The city’s red-hot property market has risen about 20 per cent in the first nine months of this year, with even small and medium-sized units surging some 21 per cent.
The measures take effect on Saturday. They were announced after Hong Kong’s markets closed.
Hong Kong property stocks have been rising sharply this year with Cheung Kong (Holdings) Ltd up nearly 30 per cent and Henderson Land Development Co Ltd surging 48 per cent, beating an 18 per cent rise in the Hang Seng Index.
Overall impact limited
Analysts said the impact on the overall market would be limited as property prices would still rise due to demand, albeit more slowly.

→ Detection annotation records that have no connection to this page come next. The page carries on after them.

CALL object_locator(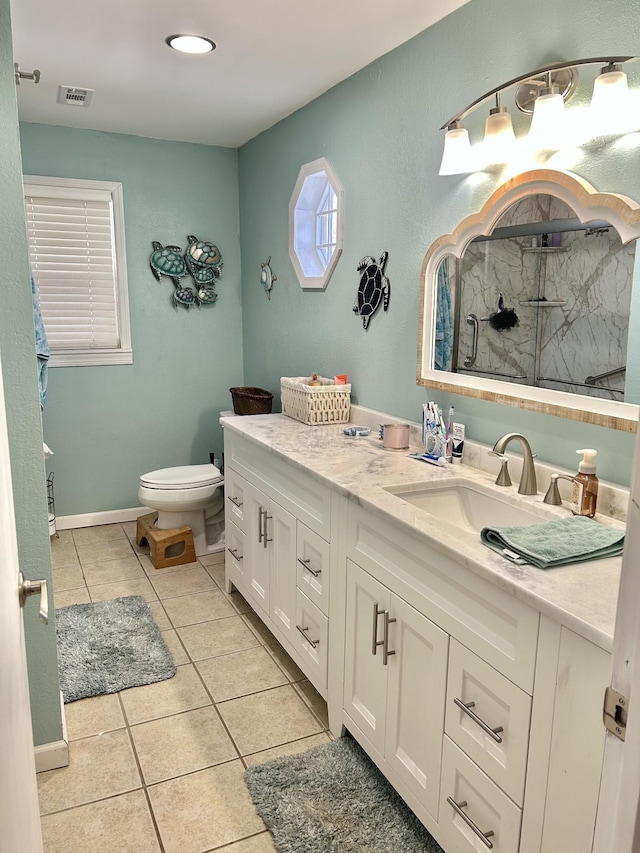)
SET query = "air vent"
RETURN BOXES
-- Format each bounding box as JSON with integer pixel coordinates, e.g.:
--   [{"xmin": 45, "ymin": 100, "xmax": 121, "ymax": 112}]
[{"xmin": 58, "ymin": 86, "xmax": 95, "ymax": 107}]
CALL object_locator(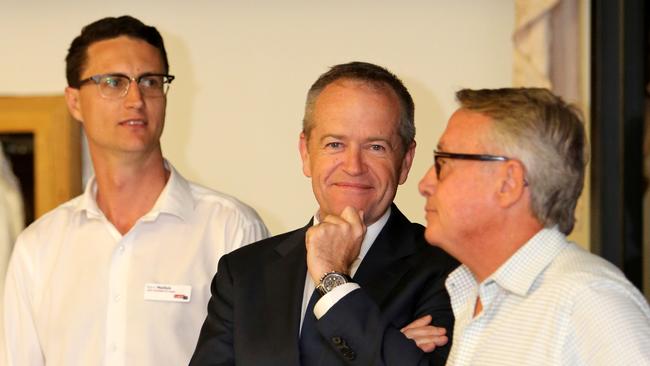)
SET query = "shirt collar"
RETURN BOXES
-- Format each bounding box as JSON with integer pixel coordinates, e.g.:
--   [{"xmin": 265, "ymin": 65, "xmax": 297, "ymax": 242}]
[
  {"xmin": 314, "ymin": 206, "xmax": 391, "ymax": 260},
  {"xmin": 75, "ymin": 160, "xmax": 195, "ymax": 221}
]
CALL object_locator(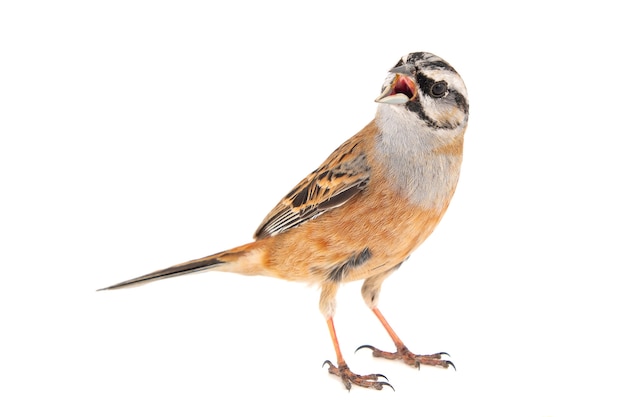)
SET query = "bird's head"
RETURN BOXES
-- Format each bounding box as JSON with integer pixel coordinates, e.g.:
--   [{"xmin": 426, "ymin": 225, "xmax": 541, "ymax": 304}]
[{"xmin": 376, "ymin": 52, "xmax": 469, "ymax": 129}]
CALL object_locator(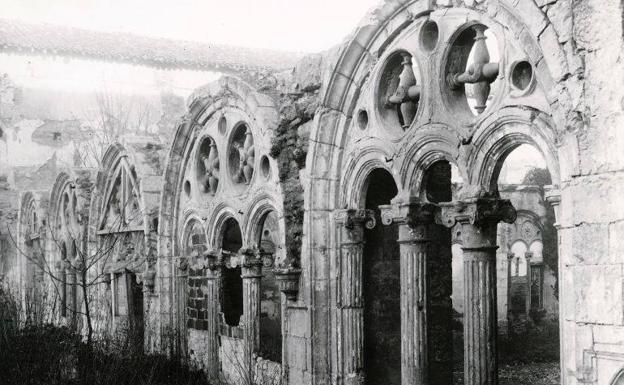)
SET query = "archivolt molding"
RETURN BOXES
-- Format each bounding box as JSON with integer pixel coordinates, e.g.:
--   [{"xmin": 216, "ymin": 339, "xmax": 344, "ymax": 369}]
[
  {"xmin": 464, "ymin": 107, "xmax": 560, "ymax": 190},
  {"xmin": 16, "ymin": 191, "xmax": 50, "ymax": 251},
  {"xmin": 308, "ymin": 0, "xmax": 573, "ymax": 206},
  {"xmin": 241, "ymin": 194, "xmax": 286, "ymax": 254},
  {"xmin": 48, "ymin": 168, "xmax": 95, "ymax": 262},
  {"xmin": 399, "ymin": 124, "xmax": 468, "ymax": 196},
  {"xmin": 178, "ymin": 210, "xmax": 206, "ymax": 250},
  {"xmin": 338, "ymin": 141, "xmax": 401, "ymax": 208},
  {"xmin": 159, "ymin": 77, "xmax": 281, "ymax": 256},
  {"xmin": 206, "ymin": 203, "xmax": 247, "ymax": 250}
]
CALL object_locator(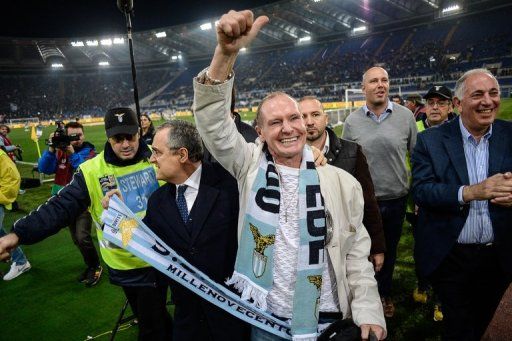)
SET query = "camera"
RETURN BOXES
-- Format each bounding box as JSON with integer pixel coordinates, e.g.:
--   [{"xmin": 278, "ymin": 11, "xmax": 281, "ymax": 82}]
[{"xmin": 46, "ymin": 121, "xmax": 80, "ymax": 149}]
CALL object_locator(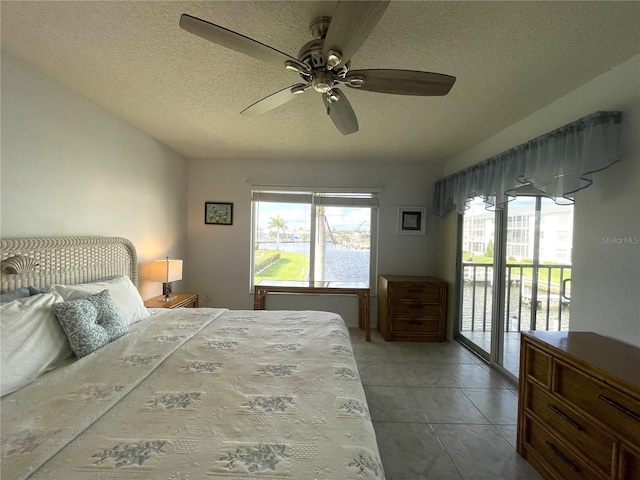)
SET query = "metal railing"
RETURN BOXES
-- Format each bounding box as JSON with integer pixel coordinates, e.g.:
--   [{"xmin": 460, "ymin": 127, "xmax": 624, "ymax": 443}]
[{"xmin": 461, "ymin": 263, "xmax": 571, "ymax": 332}]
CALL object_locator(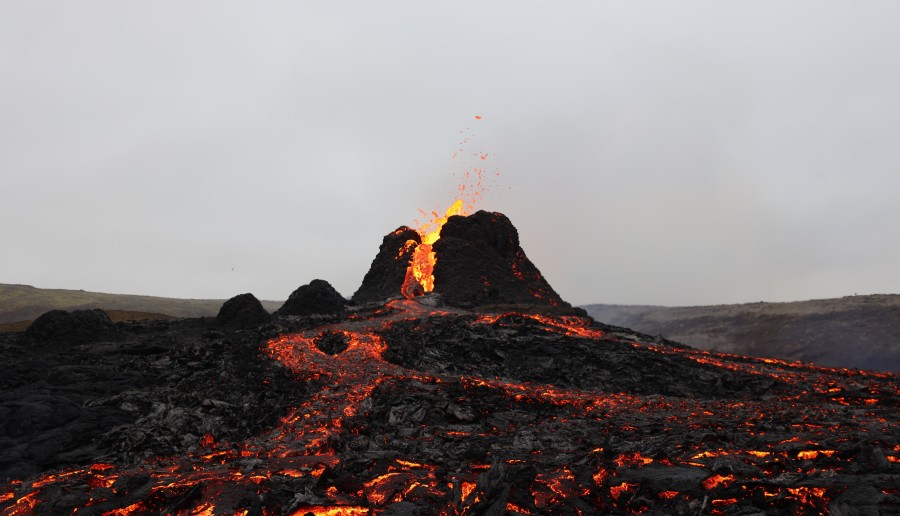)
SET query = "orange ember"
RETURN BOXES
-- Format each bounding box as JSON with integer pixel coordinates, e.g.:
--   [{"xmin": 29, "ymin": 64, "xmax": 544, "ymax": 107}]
[{"xmin": 401, "ymin": 199, "xmax": 468, "ymax": 299}]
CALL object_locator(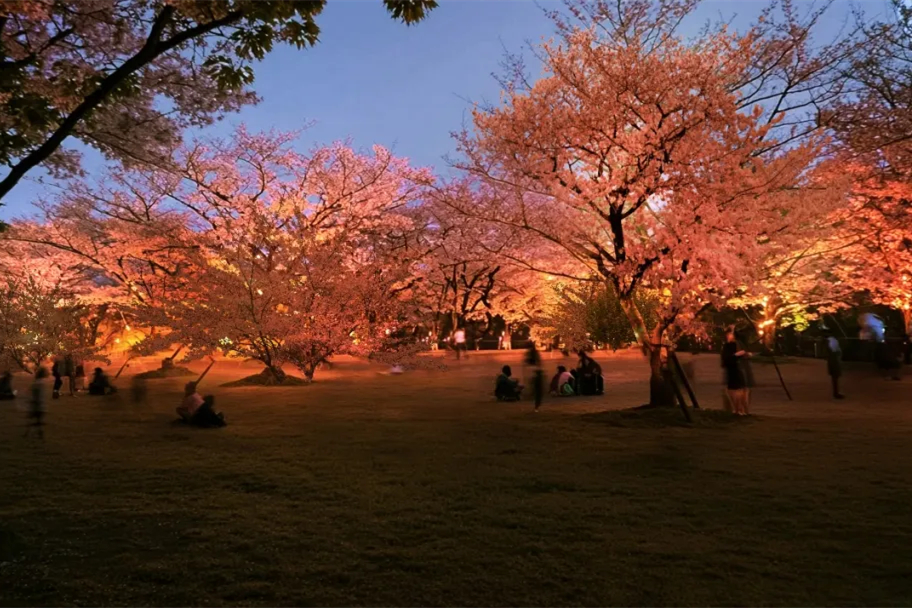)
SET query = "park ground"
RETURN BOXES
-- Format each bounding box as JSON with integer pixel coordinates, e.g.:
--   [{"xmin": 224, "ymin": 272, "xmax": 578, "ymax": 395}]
[{"xmin": 0, "ymin": 352, "xmax": 912, "ymax": 606}]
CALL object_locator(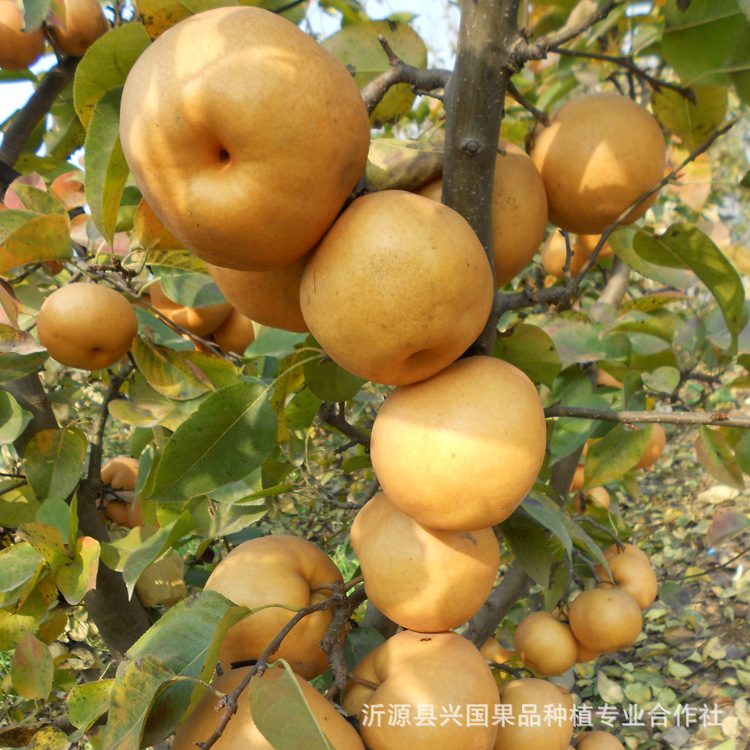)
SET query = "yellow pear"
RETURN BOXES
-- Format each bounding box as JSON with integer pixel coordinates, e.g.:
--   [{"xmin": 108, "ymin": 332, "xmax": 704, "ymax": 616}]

“The measures will likely affect demand for luxury housing, which attracts foreign buyers most,” said Jonas Kan, an analyst at Daiwa Securities in Hong Kong. “But they probably won’t cause a major adjustment on property prices.”
Under the new measures, a so-called buyer’s stamp duty of 15 per cent would be imposed on non-Hong Kong permanent resident buyers and companies.
A so-called special stamp duty imposed on buyers seeking to sell their properties within two years of purchase would be imposed on buyers seeking to sell within three years.
The scale of stamp duty would be increased to 20 per cent for those selling within six months, to 15 per cent within a year and ten per cent from 12-36 months.
Foreign, or non-resident, buyers accounted for 19.5 per cent of total residential property sales in the primary market in 2011, up from 5.7 per cent in 2008. Foreign buyers accounted for 6.5 per cent of total residential transactions in 2011 against 3.1 per cent in 2008.
Analysts said the move was targeted at mainland Chinese, whose brisk purchases over the past few years have helped push up prices.
Local buyers
“The number of mainland buyers has been decreasing recently, so the measures may not do much. Local buyers are the ones who are actually buying,” said Wong Leung Sing, an analyst at Centaline Property Agency. “You can stop them for a while, but not forever.”
Previous initiatives by the government seem to have failed to halt the rise, with analysts saying expectations had prevailed that the market would likely continue to rise given a flood of hot money from the United States’ latest round of quantitative easing, low interest rates — and plentiful demand from mainland Chinese.
Hong Kong’s de facto central bank last month ordered banks to curb home loans to borrowers with more than one mortgage to prevent the city being flooded with hot money after the United States announced an aggressive new stimulus plan to spur growth.